De komende maanden rijgt ze op tv de rollen aaneen: deze week al Voor wat hoort wat, in november Loslopend wild & gevogelte en later nog Beau Séjour en Chaussée d’Amour. Actrices van boven de veertig liggen blijkbaar goed in de markt. ‘Ik ben echt blij dat ik niet meer jong ben.’
Flarden Latijns-Amerikaanse muziek dwarrelen door de koffiebar waar we zitten. Voorzichtig doopt Tiny Bertels haar wijsvinger in het melkschuim van haar cappuccino. Ze nipt van haar kopje, likt het schuim van haar lippen en zegt met een stem die klinkt als een vuist: ‘Soms moet je springen.
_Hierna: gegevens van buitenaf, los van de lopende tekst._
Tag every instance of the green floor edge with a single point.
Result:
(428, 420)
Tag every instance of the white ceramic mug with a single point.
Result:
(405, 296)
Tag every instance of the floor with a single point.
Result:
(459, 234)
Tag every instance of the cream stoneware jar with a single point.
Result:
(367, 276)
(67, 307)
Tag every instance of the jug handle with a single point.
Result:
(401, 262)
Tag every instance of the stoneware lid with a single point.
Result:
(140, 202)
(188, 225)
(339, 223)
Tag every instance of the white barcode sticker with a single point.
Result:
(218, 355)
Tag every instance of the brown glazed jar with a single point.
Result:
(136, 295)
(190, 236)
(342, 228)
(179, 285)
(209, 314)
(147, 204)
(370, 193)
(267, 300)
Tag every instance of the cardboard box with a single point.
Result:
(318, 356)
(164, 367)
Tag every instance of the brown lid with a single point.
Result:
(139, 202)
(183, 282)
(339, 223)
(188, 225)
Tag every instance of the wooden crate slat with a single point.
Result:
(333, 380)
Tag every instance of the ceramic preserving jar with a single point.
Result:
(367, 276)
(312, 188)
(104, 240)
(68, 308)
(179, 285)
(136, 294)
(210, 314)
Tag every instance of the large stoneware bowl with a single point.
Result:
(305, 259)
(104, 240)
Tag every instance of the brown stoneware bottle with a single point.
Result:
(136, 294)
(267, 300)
Er is altijd een reden om te twijfelen. Want oei, dat is nog niet perfect en die verhaallijn is nog niet uitgewerkt. Je kunt de voor- en nadelen van een keuze afwegen tot je erbij neervalt, maar soms moet je dat allemaal naast je neerleggen, je adem inhouden en het gewoon doen. De ene keer draait het verrassend goed uit, de andere keer is het voor verbetering vatbaar.’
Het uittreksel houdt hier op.